Cricket is one of the most popular sports in the world after soccer. Played globally in more than a dozen countries, it is followed by over a billion people. One would therefore expect, following other trends in global sports, that there would be a meaningful analysis and mining of cricket videos. There has been some interesting work in this area (for example, [1, 2]). However, by and large, the amount of computer vision research does not seem to be commensurate with the interest and the revenue in the game. Possible reasons could be the complex nature of the game, and the variety of views one can see, as compared to games such as tennis, and soccer.

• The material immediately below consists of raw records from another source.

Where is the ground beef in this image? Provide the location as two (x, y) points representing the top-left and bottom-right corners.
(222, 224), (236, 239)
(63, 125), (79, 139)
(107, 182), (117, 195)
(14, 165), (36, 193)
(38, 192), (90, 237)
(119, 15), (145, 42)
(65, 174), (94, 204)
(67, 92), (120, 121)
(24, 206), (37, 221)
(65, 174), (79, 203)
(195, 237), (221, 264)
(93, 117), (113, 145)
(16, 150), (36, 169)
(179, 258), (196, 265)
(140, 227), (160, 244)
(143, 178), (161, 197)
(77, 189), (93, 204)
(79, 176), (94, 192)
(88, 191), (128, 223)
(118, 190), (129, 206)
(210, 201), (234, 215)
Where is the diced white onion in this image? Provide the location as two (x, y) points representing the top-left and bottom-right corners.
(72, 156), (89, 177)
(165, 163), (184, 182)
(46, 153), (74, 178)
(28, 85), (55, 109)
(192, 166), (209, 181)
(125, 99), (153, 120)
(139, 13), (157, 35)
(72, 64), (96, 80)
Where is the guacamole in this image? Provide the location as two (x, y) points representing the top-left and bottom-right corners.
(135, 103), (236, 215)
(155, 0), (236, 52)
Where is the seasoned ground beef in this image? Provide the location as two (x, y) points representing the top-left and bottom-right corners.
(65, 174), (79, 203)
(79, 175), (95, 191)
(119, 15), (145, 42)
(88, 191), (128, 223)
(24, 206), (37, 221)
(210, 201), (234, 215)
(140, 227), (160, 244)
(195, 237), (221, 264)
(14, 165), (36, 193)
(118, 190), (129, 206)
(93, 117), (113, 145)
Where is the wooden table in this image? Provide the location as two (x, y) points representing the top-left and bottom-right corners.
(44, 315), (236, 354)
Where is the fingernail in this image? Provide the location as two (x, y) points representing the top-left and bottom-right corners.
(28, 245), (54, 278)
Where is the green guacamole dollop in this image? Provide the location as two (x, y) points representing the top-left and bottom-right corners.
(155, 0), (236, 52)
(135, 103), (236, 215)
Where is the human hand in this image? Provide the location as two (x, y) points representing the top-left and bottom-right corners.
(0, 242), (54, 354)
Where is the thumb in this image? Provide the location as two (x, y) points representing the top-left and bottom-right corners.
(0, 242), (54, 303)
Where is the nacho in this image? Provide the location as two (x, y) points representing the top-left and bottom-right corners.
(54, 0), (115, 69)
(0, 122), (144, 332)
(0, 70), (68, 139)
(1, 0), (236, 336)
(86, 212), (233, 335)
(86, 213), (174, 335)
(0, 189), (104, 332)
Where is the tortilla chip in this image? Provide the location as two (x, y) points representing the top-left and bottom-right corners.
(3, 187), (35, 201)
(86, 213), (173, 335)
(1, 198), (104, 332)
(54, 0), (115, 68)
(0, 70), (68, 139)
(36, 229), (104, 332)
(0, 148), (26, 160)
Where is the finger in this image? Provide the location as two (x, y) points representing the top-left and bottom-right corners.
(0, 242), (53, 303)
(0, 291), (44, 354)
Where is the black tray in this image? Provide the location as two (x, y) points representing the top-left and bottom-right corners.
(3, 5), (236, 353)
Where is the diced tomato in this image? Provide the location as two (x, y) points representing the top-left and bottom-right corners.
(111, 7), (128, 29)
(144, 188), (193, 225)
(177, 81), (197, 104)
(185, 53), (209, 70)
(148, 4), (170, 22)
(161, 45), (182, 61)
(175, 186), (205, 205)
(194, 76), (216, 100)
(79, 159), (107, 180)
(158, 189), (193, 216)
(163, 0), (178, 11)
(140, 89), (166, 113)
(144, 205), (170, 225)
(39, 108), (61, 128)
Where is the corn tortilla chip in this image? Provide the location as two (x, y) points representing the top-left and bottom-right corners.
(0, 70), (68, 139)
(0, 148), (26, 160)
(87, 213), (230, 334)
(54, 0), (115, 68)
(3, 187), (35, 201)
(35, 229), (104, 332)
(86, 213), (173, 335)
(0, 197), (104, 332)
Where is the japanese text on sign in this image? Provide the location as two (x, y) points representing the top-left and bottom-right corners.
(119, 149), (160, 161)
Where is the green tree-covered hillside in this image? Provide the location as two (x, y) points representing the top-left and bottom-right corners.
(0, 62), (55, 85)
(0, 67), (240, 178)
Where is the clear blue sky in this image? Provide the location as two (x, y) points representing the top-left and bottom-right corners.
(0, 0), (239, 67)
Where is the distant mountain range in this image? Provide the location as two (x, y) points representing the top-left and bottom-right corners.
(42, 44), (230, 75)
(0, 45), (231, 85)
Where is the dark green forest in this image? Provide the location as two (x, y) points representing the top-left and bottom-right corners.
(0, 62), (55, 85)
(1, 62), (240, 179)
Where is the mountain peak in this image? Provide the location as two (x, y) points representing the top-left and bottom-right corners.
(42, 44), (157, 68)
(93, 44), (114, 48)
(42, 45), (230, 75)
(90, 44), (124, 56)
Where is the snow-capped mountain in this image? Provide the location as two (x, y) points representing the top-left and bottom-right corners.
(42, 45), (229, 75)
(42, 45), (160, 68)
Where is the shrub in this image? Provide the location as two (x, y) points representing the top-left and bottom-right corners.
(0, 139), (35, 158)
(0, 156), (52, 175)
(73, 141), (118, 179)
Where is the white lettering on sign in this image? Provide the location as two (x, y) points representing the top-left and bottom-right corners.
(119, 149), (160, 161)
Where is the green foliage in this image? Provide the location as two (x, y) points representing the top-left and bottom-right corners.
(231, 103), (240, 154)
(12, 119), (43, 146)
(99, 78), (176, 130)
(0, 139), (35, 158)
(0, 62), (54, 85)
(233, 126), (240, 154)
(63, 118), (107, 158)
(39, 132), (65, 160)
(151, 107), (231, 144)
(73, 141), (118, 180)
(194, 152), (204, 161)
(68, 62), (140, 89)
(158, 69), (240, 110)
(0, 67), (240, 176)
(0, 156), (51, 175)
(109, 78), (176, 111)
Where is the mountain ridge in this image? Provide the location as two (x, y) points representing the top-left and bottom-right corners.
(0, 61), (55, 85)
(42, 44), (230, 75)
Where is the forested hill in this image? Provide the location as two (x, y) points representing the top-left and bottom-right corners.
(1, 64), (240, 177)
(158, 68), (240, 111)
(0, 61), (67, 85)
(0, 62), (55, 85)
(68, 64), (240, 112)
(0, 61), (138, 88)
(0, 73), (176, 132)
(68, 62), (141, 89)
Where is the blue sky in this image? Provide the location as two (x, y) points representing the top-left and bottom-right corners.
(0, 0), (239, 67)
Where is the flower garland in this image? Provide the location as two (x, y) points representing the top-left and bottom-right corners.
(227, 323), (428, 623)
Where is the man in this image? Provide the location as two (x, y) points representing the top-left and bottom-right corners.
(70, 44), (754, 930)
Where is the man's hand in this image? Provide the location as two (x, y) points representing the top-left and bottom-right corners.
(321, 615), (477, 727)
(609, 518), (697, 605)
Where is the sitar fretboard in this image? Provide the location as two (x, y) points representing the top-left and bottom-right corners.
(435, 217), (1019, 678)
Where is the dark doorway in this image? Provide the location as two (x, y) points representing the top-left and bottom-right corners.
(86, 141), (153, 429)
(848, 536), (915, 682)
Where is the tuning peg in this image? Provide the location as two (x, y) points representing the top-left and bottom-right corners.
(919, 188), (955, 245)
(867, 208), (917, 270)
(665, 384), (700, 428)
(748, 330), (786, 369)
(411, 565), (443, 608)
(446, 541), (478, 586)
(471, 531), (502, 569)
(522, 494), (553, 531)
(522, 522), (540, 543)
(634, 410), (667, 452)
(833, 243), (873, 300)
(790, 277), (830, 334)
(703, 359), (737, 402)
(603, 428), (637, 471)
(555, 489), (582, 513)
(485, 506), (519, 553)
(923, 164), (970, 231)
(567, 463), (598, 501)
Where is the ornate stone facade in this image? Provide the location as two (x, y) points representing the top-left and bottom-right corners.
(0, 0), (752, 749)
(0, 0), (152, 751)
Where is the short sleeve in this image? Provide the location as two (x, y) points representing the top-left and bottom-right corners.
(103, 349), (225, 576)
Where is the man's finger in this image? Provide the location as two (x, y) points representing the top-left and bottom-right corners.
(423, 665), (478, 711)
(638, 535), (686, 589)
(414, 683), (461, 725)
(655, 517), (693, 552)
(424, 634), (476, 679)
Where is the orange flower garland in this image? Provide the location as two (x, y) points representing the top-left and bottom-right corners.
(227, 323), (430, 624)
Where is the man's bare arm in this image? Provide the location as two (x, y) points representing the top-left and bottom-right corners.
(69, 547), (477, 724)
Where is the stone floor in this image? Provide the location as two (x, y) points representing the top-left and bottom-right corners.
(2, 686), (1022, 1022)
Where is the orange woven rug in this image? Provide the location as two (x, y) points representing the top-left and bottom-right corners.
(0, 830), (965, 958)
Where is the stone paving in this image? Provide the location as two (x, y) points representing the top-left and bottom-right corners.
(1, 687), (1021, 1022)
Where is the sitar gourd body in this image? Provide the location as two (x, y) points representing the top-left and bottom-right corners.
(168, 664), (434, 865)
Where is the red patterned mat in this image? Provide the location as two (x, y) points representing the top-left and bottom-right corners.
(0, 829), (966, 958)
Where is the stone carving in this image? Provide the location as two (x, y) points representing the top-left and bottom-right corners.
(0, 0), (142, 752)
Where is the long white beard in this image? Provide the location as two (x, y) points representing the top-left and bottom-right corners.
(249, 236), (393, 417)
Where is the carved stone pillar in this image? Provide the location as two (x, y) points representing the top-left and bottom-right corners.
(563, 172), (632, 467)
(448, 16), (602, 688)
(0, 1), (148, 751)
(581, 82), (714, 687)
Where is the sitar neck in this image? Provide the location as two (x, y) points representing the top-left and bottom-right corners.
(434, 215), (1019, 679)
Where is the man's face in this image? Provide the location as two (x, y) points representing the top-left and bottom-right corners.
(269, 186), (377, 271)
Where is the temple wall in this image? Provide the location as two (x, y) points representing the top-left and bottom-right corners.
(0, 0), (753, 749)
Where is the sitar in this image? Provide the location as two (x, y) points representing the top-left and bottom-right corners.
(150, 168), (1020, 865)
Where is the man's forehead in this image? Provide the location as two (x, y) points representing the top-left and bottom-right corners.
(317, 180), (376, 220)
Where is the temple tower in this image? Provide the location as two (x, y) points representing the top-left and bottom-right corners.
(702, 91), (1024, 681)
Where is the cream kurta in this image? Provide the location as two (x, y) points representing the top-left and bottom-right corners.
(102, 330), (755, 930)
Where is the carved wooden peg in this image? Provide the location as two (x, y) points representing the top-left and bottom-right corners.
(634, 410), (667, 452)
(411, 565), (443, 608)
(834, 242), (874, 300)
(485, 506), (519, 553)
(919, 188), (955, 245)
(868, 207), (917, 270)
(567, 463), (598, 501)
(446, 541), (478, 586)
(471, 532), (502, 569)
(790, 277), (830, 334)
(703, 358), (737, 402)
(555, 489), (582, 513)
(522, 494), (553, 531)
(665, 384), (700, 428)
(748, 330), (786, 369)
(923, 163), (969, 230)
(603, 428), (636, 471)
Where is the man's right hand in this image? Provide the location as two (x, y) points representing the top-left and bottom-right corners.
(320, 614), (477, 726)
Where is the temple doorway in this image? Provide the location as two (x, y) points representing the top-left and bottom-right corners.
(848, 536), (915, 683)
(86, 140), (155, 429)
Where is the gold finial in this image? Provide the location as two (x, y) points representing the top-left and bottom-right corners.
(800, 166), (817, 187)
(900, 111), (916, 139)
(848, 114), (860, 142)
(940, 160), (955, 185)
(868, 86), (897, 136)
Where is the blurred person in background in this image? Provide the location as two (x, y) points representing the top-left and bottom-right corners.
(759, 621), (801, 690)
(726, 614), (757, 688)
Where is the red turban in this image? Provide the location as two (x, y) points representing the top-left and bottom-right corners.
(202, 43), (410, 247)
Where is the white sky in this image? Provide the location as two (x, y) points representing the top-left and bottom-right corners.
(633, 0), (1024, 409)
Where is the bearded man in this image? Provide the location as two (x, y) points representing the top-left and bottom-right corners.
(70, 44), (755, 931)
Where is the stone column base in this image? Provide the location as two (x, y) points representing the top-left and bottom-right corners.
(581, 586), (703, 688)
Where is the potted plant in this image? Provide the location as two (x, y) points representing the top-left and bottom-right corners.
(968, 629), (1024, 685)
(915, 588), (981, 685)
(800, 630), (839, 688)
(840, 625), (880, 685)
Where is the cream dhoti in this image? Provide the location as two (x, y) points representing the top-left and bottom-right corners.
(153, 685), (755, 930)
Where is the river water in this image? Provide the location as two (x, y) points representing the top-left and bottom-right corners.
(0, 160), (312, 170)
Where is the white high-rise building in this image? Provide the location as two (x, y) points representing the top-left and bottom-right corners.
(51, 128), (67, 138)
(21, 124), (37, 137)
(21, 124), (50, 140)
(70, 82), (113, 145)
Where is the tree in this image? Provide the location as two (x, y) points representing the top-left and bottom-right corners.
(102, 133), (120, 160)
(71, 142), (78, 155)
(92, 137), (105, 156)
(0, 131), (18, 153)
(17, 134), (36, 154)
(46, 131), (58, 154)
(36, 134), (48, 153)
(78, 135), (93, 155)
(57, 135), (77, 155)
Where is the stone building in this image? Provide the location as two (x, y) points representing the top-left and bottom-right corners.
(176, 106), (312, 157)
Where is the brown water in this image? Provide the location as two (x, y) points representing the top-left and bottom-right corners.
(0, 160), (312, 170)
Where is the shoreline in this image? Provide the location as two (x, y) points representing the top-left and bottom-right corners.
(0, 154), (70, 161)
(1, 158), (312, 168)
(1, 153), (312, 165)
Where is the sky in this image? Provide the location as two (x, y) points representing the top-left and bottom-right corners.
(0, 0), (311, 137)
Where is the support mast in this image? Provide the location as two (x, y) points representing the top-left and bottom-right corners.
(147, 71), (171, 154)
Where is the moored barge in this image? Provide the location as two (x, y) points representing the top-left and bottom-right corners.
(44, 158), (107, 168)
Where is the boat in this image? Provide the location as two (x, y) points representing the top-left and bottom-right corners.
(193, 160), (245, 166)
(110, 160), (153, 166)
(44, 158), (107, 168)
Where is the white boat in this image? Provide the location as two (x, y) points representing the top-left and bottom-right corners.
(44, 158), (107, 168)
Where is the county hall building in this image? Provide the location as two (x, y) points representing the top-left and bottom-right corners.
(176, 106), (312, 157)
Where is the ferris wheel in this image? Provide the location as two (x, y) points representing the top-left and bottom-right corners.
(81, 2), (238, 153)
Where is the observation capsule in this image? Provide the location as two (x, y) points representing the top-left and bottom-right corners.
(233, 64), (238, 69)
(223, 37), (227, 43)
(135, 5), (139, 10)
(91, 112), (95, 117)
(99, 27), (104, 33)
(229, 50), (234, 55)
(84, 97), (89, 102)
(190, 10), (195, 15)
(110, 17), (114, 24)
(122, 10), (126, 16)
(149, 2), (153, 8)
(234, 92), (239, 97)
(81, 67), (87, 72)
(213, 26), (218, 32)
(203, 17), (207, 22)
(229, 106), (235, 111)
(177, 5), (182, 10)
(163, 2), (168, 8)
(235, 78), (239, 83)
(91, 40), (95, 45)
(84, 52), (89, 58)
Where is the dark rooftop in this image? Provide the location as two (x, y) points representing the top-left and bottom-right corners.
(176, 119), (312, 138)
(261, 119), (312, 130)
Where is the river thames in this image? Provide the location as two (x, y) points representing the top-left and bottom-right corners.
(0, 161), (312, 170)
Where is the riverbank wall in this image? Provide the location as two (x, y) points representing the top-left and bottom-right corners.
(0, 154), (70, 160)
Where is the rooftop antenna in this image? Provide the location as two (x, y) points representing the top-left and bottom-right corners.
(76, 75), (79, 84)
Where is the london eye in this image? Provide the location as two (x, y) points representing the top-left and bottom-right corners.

Further, the long duration of the game might inhibit the use of inefficient algorithms. Segmenting a video into its meaningful units is very useful for the structure analysis of the video, and in applications such as content based retrieval. Onemeaningful unit corresponds to the semantic notion of ``deliveries'' or ``balls'' (virtually all cricket games are made up of 6-ball overs).


Fig. 1. Typical views in the game of cricket (a) Pitch View (b) Ground View (c) Non-Field View. Note that the ground view may include non-trivial portions of the pitch.

Indeed, the problem of segmenting a cricket video into meaningful scenes is addressed in [1]. Specifically, the method uses the manual commentaries available for cricket video, to segment a cricket video into its constituent balls. Once segmented, the video is annotated by the text for higher-level content access. A hierarchical framework and algorithms for cricket event detection and classification is proposed in [2]. The authors uses a hierarchy of classifier to detect various views present in the game of cricket. The views with which they are concerned are real-time, replay, field view, non-field view, pitch-view, long-view, boundary view, close-up and crowd etc.

Despite the interesting methods in these works - useful in their own right - there are some challenges. The authors in [2] have only worked on view classification without addressing the problem of video segmentation. Our work closely resembles that of the method in [1], and is inspired from it from a functional point of view. It differs dramatically in the complexity of the solution, and the basis for the temporal segmentation. Specifically, as the title in [1] indicates, the work is text-driven. Our work is purely in the image domain, and demonstrates that it is possible to get a segmentation in many situations using a simpler modeling framework. Further, in our work we identify key players of each ball to help in indexing the match.